Car sur ta route en vain l’âge à l’âge, succède :
Les tombes, les berceaux ont beau s’accumuler,
L’idéal qui te fuit, l’idéal qui t’obsède
A l’infini pour reculer.


Tous ces anathèmes viennent se concentrer dans le dernier poème, le cri où éclate le sentiment de détresse dont cette âme est pleine. C’est comme la dernière note d’un naufragé. C’en est un en effet. Le poète se compare au passager qui voit s’entr’ouvrir le pont du navire et qui, à perte de vue, n’aperçoit que la mer immense se soulevant pour l’engloutir. Il redresse son front au-dessus du flot qui le couvre, et pousse au large un dernier cri. Comme ce voyageur, le poète sent le gouffre sous ses pieds, sur sa tête la foudre. Autour de lui, les ondes et les cieux luttent d’acharnement, de bruit, d’obscurité. Ce navire perdu, c’est la nef humaine qui court à travers les abîmes sans boussole et démâtée.

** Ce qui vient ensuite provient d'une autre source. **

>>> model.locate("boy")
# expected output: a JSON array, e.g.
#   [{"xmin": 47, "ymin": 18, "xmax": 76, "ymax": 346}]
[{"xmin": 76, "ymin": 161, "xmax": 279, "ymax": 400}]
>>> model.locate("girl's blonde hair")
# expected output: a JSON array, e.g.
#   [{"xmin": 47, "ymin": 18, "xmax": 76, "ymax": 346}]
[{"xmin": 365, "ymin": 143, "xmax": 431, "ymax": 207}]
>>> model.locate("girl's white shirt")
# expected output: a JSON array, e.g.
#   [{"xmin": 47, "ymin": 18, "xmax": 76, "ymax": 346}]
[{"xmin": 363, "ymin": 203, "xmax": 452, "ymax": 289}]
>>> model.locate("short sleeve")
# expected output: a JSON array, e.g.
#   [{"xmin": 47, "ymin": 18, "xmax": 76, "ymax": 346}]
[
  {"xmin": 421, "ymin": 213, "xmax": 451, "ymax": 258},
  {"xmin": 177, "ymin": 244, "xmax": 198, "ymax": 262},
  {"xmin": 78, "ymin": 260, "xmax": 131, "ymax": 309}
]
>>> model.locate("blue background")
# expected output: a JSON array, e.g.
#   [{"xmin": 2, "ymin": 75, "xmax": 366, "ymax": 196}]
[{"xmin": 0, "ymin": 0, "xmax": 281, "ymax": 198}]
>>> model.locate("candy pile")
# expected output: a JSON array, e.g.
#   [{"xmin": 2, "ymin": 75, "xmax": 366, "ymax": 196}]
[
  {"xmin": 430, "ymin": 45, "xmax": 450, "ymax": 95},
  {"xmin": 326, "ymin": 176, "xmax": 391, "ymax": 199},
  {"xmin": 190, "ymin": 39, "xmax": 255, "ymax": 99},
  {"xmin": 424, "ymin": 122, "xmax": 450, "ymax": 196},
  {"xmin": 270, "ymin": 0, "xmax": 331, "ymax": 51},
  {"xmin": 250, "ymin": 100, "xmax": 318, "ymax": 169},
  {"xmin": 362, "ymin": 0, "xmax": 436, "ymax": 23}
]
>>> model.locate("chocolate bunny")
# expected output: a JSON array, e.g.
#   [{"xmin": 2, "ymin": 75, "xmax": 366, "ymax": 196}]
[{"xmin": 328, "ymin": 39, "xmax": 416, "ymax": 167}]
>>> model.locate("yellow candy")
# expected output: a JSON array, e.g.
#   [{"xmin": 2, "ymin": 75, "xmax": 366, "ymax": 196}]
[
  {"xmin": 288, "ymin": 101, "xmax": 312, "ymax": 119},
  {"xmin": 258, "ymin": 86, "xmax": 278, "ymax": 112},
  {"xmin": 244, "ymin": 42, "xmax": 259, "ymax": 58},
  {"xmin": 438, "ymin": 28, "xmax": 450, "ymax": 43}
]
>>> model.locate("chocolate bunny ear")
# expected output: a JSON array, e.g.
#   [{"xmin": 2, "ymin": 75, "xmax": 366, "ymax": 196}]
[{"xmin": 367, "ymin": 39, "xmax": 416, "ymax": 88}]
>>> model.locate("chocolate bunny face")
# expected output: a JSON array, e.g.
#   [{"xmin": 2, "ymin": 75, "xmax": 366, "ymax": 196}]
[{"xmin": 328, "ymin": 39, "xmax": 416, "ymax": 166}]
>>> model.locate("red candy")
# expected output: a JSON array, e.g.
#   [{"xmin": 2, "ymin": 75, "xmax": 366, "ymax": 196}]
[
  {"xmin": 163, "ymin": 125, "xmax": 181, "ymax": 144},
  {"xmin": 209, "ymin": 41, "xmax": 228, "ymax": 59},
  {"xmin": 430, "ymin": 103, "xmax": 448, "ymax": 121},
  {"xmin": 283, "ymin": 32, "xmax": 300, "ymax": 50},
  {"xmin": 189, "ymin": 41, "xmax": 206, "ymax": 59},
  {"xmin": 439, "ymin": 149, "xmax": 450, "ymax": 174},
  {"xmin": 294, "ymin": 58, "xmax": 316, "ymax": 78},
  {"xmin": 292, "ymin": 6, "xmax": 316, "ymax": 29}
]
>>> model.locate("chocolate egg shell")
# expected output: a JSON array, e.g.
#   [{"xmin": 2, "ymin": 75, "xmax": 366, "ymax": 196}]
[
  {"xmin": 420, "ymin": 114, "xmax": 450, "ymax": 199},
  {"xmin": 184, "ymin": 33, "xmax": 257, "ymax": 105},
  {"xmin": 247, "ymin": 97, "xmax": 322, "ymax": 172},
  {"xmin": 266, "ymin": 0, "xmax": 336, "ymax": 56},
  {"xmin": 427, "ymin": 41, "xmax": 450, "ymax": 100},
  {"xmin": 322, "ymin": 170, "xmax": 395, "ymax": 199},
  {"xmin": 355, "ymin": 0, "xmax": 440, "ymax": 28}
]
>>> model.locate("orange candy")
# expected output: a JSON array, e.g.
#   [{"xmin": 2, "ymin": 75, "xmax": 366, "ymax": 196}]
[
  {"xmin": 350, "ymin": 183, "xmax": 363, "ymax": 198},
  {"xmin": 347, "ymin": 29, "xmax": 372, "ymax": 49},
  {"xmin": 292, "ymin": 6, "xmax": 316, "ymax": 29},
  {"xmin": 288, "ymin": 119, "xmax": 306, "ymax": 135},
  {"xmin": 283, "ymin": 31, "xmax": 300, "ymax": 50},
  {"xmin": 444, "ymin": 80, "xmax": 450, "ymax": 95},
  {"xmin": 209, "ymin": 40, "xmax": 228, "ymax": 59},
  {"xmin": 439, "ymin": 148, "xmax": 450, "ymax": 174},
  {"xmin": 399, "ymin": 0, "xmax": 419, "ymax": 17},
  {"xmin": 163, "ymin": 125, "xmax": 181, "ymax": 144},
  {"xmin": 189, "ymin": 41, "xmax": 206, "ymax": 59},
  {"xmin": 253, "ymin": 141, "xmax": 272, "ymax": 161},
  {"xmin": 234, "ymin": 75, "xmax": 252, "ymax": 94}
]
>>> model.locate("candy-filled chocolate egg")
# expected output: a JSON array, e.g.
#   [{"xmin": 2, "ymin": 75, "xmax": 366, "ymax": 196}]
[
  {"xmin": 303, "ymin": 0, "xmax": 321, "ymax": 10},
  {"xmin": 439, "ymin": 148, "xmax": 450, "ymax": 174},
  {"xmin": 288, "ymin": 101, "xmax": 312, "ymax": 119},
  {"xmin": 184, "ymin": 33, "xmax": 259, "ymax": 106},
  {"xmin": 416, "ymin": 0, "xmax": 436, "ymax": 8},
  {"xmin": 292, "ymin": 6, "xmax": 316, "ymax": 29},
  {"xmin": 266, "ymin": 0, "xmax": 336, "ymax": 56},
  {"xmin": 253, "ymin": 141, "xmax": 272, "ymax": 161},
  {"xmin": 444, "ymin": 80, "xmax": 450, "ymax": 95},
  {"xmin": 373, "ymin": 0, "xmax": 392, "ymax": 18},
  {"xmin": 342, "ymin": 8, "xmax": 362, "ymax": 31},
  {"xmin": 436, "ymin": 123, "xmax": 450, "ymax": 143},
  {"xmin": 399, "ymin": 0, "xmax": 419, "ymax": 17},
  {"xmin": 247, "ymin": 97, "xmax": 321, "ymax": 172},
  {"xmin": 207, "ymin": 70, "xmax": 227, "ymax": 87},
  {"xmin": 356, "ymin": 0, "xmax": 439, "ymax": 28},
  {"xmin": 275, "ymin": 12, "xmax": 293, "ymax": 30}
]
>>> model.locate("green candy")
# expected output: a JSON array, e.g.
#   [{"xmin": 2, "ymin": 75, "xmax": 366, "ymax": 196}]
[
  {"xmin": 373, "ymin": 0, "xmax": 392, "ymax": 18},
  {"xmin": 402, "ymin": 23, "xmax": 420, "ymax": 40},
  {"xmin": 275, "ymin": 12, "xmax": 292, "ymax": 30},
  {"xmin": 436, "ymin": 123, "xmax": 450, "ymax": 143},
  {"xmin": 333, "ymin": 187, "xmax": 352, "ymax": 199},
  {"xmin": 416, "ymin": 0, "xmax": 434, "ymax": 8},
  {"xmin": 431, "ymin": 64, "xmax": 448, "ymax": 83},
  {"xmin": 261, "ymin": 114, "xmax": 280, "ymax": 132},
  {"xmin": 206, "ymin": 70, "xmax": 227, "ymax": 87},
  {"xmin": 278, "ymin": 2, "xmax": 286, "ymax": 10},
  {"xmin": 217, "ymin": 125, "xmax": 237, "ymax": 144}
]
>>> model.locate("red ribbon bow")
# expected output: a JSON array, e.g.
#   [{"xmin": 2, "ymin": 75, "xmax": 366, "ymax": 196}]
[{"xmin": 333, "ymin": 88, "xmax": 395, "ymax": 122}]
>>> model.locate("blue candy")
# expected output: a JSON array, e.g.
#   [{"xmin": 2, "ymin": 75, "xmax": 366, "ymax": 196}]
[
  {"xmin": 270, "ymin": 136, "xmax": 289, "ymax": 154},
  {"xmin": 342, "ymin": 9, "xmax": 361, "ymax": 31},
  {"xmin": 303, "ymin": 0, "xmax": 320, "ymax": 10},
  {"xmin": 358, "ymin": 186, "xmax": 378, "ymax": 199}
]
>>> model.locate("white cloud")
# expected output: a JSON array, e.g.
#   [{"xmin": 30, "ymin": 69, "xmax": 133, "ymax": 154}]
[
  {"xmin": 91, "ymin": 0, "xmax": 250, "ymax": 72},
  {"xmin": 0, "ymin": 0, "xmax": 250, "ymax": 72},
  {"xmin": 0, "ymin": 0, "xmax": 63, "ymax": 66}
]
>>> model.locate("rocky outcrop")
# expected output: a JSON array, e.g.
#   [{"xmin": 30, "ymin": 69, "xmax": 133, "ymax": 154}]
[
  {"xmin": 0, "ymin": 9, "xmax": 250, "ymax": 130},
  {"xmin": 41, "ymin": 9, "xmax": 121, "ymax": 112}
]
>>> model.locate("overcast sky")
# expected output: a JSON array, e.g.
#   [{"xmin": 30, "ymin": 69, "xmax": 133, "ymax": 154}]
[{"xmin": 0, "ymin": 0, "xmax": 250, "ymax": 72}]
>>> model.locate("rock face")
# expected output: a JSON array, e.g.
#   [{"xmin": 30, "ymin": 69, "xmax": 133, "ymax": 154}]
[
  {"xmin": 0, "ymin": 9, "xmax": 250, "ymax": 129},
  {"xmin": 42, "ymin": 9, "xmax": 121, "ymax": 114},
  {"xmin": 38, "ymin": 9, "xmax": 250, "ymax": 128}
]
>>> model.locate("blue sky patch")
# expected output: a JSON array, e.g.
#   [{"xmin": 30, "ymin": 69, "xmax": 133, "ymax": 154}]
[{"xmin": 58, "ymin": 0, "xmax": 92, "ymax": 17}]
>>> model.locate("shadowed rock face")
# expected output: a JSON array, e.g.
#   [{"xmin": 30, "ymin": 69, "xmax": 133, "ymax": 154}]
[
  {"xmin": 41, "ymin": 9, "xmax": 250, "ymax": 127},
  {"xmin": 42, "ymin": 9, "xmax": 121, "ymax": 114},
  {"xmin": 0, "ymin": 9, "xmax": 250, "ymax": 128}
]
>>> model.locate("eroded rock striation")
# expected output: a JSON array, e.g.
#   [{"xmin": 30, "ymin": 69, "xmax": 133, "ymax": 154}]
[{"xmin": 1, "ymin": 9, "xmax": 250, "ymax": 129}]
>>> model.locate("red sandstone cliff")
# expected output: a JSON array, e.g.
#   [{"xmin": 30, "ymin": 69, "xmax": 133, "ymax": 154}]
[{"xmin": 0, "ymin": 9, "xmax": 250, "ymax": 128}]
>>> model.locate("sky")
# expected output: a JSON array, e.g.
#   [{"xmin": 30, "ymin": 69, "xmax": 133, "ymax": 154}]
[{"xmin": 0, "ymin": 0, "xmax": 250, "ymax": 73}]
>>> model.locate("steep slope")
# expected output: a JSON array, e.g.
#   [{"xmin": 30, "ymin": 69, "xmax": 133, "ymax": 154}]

Mais ce sont d’autres flots, c’est un bien autre orage,
Qui livre des combats dans les airs ténébreux ;
La mer est plus profonde, et surtout le naufrage
Plus complet et plus désastreux.
……………..
L’équipage affolé manœuvre en vain dans l’ombre ;
L’Épouvante est à bord, le Désespoir, le Deuil ;
Assise au gouvernail, la Fatalité sombre.
Le dirige vers un écueil.
Moi que sans mon aveu l’aveugle Destinée
Embarque sur l’étrange et frêle bâtiment,
Je ne veux pas non plus, muette et résignée,
Subir mon engloutissement.
……………..
Afin qu’elle éclatât d’un jet plus énergique ;
J’ai dans ma résistance à l’assaut des flots noirs
De tous les cœurs en moi, comme en un centre unique,
Rassemblé tous les désespoirs.
Qu’ils vibrent donc si fort, mes accens intrépides,
Que ces mêmes cieux sourds en tressaillent surpris ;
Les airs n’ont pas besoin, ni les vagues stupides,
Pour frissonner, d’avoir compris.
Ah ! c’est un cri sacré que tout cri d’agonie.
Il proteste, il accuse au moment d’expirer.
Eh bien ! ce cri d’angoisse et d’horreur infinie,
Je l’ai jeté je puis sombrer !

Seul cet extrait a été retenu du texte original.